All of lore.kernel.org
 help / color / mirror / Atom feed
From: Yang Shi <shy828301@gmail.com>
To: David Hildenbrand <david@redhat.com>
Cc: Kirill Tkhai <ktkhai@virtuozzo.com>,
	Michal Hocko <mhocko@suse.com>, Nico Pache <npache@redhat.com>,
	Linux Kernel Mailing List <linux-kernel@vger.kernel.org>,
	Linux MM <linux-mm@kvack.org>,
	Andrew Morton <akpm@linux-foundation.org>,
	Shakeel Butt <shakeelb@google.com>, Roman Gushchin <guro@fb.com>,
	Vlastimil Babka <vbabka@suse.cz>,
	Vladimir Davydov <vdavydov.dev@gmail.com>,
	raquini@redhat.com
Subject: Re: [RFC PATCH 2/2] mm/vmscan.c: Prevent allocating shrinker_info on offlined nodes
Date: Mon, 6 Dec 2021 13:28:34 -0800	[thread overview]
Message-ID: <CAHbLzkrfU3SQ8r4FyhumDHr02DSKd8oWbhwwVbBUHF7GCGY2Hg@mail.gmail.com> (raw)

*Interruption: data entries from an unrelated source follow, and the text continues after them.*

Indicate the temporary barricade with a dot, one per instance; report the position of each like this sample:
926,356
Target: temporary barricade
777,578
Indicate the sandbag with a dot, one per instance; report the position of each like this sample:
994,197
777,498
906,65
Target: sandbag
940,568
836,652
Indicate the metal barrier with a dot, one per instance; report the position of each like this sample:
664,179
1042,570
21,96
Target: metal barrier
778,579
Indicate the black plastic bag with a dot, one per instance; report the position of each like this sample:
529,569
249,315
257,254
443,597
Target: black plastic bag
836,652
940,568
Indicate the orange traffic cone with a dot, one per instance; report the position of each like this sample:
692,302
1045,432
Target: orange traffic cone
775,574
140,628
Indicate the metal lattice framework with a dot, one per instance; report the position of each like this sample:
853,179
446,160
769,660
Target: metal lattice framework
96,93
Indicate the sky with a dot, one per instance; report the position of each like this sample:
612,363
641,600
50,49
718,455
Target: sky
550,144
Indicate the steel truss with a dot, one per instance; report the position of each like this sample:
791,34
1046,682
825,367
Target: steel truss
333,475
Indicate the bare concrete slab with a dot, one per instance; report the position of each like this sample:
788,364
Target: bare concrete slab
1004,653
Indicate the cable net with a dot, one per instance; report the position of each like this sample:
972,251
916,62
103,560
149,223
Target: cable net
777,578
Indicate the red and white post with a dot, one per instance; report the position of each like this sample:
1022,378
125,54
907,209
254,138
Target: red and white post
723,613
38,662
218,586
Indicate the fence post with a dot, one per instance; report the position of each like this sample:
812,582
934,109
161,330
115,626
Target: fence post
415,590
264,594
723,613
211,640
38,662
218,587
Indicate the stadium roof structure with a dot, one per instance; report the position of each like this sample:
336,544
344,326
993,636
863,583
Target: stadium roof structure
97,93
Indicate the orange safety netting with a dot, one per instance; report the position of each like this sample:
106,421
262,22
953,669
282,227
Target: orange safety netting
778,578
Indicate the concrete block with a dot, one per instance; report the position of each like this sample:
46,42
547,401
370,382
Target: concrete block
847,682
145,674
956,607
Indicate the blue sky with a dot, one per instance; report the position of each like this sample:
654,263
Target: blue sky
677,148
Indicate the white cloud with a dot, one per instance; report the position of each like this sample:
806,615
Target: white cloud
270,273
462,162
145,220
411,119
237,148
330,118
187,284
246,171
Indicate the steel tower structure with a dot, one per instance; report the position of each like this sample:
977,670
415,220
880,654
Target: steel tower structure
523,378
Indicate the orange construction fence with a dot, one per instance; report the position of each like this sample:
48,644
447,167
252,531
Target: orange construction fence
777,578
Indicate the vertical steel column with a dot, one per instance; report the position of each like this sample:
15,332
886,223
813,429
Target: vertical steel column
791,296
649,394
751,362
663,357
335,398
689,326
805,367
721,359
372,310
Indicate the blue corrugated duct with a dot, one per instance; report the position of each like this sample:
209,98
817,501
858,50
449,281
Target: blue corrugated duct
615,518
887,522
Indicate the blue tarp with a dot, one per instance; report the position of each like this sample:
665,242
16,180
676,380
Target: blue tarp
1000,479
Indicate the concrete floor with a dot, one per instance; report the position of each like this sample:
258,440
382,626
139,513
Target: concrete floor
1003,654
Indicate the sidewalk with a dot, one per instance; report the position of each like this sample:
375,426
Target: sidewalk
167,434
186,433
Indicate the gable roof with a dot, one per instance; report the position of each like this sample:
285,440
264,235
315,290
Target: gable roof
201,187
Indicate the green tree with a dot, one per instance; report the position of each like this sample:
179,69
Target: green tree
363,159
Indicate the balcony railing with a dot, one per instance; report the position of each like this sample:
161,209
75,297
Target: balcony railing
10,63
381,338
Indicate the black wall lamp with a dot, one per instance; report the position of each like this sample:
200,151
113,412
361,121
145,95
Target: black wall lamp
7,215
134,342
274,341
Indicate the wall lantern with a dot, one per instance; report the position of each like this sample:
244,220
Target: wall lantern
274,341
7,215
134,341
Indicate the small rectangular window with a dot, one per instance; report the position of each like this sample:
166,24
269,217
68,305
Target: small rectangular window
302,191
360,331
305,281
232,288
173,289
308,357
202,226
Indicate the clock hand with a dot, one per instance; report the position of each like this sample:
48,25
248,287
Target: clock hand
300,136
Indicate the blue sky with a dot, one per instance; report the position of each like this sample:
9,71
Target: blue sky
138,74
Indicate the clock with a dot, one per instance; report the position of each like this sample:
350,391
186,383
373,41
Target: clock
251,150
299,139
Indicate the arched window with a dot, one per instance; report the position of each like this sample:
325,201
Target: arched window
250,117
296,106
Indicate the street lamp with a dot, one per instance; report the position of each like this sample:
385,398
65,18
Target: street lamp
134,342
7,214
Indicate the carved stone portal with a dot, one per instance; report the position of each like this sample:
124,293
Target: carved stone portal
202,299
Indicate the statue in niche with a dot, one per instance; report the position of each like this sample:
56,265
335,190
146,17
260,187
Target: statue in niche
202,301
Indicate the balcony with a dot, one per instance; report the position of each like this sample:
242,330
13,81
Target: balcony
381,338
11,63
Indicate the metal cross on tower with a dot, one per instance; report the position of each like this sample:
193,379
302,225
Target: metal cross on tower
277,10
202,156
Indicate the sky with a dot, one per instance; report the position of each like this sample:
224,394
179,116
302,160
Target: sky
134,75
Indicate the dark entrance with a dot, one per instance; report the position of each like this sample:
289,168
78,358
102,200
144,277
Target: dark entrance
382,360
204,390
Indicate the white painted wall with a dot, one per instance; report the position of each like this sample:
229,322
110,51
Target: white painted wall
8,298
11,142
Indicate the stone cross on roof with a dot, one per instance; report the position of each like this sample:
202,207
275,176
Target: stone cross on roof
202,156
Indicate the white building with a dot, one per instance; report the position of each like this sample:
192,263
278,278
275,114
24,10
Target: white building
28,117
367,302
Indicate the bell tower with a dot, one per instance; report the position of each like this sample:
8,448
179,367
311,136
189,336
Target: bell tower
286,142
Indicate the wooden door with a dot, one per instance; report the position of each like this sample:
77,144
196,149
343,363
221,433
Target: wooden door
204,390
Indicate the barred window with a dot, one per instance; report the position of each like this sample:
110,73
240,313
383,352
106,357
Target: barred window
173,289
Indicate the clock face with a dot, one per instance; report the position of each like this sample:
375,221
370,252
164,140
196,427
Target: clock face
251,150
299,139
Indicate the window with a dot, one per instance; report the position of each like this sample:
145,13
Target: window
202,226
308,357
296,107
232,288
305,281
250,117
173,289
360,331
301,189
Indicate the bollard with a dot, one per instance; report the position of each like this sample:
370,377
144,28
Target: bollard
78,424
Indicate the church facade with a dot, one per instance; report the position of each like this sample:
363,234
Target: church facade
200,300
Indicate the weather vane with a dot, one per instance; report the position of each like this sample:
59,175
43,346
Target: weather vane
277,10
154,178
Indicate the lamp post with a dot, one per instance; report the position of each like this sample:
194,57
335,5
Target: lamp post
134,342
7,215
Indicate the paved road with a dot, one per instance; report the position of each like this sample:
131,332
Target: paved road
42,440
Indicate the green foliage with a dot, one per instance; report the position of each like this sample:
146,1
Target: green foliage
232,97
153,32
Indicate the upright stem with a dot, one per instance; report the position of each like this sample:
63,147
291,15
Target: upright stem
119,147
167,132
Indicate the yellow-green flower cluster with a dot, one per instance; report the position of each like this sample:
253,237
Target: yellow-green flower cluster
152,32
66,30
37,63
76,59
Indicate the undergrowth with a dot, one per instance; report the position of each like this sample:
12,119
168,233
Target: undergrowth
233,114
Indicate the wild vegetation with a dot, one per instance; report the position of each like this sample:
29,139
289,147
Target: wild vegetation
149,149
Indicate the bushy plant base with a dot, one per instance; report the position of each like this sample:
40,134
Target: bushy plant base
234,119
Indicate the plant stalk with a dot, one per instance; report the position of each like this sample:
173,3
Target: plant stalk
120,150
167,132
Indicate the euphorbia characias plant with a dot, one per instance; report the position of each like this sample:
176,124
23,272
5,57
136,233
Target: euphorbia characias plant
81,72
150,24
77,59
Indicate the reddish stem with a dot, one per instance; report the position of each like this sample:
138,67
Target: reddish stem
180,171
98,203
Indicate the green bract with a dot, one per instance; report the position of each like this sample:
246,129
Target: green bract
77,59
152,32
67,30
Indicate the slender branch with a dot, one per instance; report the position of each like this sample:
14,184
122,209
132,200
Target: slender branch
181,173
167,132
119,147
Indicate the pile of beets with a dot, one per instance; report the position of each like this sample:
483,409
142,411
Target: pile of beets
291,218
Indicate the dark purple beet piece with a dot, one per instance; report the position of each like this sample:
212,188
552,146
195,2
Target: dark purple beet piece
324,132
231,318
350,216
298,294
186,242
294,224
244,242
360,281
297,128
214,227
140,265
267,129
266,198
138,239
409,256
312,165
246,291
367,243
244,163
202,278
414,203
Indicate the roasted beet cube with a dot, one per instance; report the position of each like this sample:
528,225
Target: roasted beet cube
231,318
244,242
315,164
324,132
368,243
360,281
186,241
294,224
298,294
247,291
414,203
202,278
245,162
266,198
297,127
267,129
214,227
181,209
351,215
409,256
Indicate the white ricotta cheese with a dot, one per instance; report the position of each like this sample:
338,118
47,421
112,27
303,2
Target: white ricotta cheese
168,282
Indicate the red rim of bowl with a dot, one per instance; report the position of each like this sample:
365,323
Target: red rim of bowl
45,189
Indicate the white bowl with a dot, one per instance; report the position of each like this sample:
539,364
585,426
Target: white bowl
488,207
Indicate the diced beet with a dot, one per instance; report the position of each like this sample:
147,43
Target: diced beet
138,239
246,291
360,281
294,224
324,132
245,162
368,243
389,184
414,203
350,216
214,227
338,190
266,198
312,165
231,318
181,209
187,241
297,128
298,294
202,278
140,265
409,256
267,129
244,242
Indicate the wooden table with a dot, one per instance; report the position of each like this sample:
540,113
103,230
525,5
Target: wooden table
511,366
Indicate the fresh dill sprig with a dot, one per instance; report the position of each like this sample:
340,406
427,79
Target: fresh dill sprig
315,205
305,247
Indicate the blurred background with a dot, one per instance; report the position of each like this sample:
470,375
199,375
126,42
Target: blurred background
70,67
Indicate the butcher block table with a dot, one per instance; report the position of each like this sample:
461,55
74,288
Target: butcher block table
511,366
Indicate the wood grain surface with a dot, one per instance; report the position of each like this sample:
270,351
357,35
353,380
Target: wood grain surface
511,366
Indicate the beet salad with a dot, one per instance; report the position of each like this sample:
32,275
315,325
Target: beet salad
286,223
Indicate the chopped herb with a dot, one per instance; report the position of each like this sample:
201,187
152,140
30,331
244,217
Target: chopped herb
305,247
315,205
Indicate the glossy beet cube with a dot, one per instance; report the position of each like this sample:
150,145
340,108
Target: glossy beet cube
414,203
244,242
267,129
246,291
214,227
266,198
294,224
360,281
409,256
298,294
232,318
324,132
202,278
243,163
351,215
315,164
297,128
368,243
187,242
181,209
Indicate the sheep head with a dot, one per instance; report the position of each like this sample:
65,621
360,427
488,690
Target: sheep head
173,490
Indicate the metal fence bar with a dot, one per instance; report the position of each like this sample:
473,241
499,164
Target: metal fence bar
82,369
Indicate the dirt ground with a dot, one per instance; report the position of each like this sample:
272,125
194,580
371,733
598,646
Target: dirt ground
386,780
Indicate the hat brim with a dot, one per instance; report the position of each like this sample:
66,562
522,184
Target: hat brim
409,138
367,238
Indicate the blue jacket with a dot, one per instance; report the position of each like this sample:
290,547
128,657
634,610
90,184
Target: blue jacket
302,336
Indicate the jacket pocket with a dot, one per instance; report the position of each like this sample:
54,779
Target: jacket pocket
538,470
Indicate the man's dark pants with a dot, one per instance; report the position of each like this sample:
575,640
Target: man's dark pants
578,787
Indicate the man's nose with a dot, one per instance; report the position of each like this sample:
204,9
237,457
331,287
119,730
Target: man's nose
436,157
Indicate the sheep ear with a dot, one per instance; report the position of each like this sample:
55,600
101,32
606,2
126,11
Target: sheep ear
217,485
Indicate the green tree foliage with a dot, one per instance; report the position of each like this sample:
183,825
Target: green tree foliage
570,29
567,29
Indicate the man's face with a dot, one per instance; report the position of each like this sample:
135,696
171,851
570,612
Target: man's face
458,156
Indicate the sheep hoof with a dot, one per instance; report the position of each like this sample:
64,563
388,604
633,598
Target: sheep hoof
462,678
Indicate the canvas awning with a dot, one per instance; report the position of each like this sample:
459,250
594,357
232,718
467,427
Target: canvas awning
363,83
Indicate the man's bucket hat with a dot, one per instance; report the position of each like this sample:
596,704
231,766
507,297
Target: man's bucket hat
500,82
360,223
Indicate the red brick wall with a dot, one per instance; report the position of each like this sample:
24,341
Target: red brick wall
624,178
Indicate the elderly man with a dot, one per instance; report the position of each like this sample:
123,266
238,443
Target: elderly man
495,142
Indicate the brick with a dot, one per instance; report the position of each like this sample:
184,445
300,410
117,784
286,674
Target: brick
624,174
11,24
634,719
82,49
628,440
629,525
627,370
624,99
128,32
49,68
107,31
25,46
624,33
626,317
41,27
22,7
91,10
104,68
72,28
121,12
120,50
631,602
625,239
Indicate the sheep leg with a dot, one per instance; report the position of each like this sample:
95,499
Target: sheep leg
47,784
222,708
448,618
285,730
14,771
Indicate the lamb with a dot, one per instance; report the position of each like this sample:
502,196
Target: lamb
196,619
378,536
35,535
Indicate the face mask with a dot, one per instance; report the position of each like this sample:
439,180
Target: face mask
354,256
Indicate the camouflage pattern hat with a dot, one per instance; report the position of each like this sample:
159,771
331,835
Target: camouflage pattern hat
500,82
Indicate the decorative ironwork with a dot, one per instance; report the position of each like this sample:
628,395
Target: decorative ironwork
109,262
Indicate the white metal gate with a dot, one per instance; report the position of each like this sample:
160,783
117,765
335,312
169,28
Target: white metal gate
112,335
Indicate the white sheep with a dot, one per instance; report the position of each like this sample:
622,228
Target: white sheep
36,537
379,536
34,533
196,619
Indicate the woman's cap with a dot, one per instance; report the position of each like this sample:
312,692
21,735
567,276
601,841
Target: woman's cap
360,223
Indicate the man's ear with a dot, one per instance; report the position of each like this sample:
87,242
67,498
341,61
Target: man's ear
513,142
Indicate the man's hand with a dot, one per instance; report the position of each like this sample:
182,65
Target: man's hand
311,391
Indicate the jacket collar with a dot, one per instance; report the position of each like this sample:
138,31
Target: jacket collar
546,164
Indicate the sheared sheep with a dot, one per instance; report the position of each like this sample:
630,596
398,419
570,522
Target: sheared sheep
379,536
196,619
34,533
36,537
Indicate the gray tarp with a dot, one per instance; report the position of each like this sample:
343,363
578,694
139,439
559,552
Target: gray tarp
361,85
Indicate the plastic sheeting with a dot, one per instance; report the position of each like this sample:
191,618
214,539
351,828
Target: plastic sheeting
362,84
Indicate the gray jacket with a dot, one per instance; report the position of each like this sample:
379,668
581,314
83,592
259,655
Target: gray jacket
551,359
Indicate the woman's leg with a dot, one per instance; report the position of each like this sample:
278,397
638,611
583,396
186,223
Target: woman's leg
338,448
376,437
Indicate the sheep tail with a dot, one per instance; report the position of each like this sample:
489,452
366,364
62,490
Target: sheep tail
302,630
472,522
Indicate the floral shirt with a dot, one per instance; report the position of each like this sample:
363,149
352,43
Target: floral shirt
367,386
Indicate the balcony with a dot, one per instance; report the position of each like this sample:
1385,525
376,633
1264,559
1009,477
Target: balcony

In-Reply-To: <a48c16d6-07df-ff44-67e6-f0942672ec28@redhat.com>

On Mon, Dec 6, 2021 at 11:01 AM David Hildenbrand <david@redhat.com> wrote:
>
> On 06.12.21 19:42, Yang Shi wrote:
> > On Mon, Dec 6, 2021 at 5:19 AM Kirill Tkhai <ktkhai@virtuozzo.com> wrote:
> >>
> >> On 06.12.2021 13:45, David Hildenbrand wrote:
> >>>> This doesn't seen complete. Slab shrinkers are used in the reclaim
> >>>> context. Previously offline nodes could be onlined later and this would
> >>>> lead to NULL ptr because there is no hook to allocate new shrinker
> >>>> infos. This would be also really impractical because this would have to
> >>>> update all existing memcgs...
> >>>
> >>> Instead of going through the trouble of updating...
> >>>
> >>> ...  maybe just keep for_each_node() and check if the target node is
> >>> offline. If it's offline, just allocate from the first online node.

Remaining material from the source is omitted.